2008: Can we get a do-over?

It might just be me —never underestimate a columnist’s proficiency at subjectivity — but I can’t recall the last time the transition from the old year to the new felt so downbeat.

My memories aren’t exactly long — I can’t speak authoritatively about any New Year during the Great Depression, or the last night of 1939, when a new world war was just getting under steam, and I’ve got to assume that they were pretty glum affairs.

The transition from 1963 to 1964, when the assassination of John F. Kennedy was still recent and raw, was probably a somber affair, but it happened just before I was born.

I’ve lived through Watergate and the OPEC oil crisis, and at least two major recessions after the ‘70s, though, so I can claim some modest long view on history’s recent dark patches.

I was a freelancer during the recession following Black Monday — Oct. 19, 1987 — and lost over half of my clients in the six subsequent months, but I know that the mood in general was far more festive when 1988 hove into view.

The consensus is pretty dire; a series of interviews with financial giants that’s run in the National Post for the last few weeks has been depressing reading. “I think it’s tough.
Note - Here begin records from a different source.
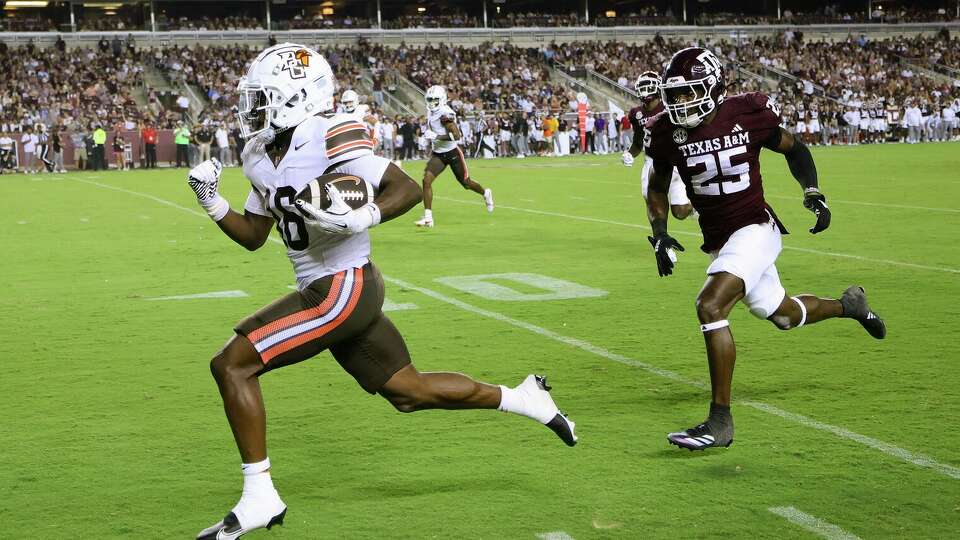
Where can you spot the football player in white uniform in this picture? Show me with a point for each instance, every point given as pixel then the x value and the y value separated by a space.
pixel 442 134
pixel 285 113
pixel 647 88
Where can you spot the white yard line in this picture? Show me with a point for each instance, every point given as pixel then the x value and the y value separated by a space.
pixel 198 296
pixel 878 205
pixel 886 448
pixel 783 197
pixel 555 535
pixel 686 233
pixel 813 524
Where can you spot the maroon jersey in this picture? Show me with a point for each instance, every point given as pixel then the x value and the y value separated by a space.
pixel 720 164
pixel 640 120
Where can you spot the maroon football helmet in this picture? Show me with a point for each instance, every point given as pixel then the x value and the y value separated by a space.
pixel 692 86
pixel 647 86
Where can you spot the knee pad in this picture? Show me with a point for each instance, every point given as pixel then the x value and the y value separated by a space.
pixel 783 322
pixel 716 325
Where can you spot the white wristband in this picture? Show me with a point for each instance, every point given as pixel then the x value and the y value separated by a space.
pixel 217 208
pixel 371 212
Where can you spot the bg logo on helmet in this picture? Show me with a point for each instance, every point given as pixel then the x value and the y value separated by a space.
pixel 294 62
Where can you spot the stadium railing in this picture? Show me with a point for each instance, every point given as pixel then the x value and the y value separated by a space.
pixel 468 36
pixel 395 103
I think it’s going to get tougher,” said Jim Treliving, CEO of Boston Pizza and Dragon’s Den star.

“It sounds trite but it’s a very complex and very dangerous situation,” warned banking analyst Anthony Boekh.

Asked whether he’s seen a worse situation, philanthropist and Barrick Gold CEO Peter Munk was succinct: “No. But then again, I’m only 81. If I was 120, I probably would have.”
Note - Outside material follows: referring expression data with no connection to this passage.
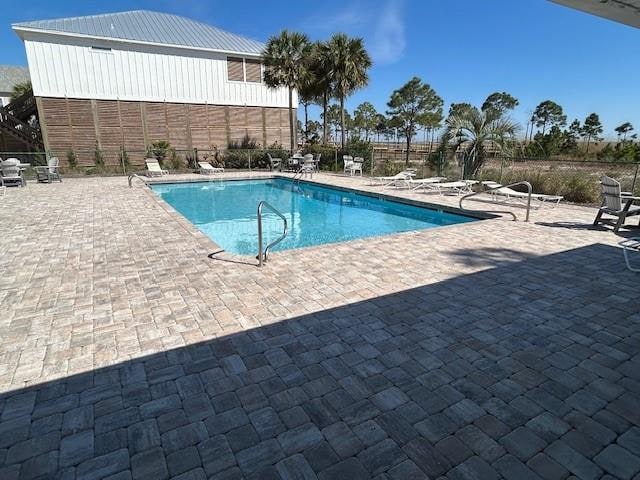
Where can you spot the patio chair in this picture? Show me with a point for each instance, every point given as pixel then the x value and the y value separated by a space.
pixel 207 169
pixel 511 194
pixel 423 182
pixel 356 166
pixel 153 168
pixel 348 162
pixel 612 203
pixel 460 187
pixel 11 173
pixel 49 172
pixel 628 246
pixel 394 179
pixel 308 165
pixel 274 163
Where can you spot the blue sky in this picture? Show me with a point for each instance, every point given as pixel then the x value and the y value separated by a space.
pixel 467 49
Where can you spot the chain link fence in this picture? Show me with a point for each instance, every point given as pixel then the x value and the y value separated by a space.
pixel 576 180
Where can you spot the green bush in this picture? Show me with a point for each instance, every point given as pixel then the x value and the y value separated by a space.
pixel 72 160
pixel 159 150
pixel 576 187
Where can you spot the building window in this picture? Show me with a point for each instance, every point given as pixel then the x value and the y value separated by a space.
pixel 235 69
pixel 253 69
pixel 244 70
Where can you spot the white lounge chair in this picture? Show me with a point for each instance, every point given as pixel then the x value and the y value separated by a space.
pixel 511 194
pixel 153 168
pixel 631 245
pixel 612 203
pixel 274 163
pixel 50 172
pixel 459 187
pixel 414 184
pixel 11 173
pixel 207 169
pixel 391 180
pixel 356 165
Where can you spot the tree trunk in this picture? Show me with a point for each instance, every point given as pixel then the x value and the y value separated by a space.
pixel 324 118
pixel 406 159
pixel 342 122
pixel 292 128
pixel 306 123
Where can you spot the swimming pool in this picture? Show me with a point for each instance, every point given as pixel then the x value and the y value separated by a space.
pixel 225 211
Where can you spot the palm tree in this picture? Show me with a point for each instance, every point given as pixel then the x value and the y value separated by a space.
pixel 348 65
pixel 472 127
pixel 286 57
pixel 321 67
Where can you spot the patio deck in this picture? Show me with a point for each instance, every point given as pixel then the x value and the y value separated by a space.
pixel 495 349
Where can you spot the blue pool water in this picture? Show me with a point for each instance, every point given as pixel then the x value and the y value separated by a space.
pixel 225 211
It’s no wonder, then, that we’re acting like we’re facing dust bowls and bread lines even when the worst we’ve seen is mostly cruel justice — housing foreclosures on people who couldn’t afford their homes to begin with, and the collapse of banking institutions who played a risky game badly and lost.
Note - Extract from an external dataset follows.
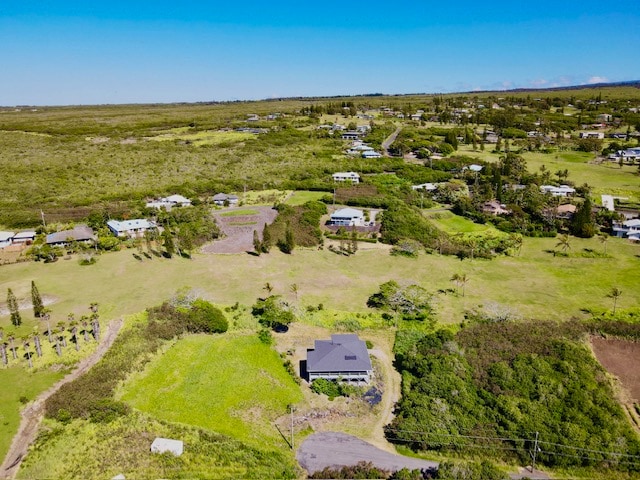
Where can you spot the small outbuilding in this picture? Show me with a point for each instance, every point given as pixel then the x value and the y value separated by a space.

As for the crisis in the auto industry, that’s been brewing for years —decades, actually — and there have been Bernie Madoffs at regular intervals since the first man traded his goat for a shiny bauble.

It’s half real crisis and half coincidence, and it’s rather inevitable that my industry — the media we keep hearing is at an all-time low in public trust —has managed to make it all seem like a financial perfect storm about to break over your leaky trawler.

It might be true — I make no claims as an oracle — but it’s just as likely that we’re being told to panic because nobody wants to look like Pollyanna if the worst comes to pass.

Perhaps we should take advantage of this somber but fortuitous mood and begin the New Year like jilted lovers; skeptical of everyone, whether they’re peddling optimism or doom, and especially skeptical of our own judgment, which got us into this mess in the first place.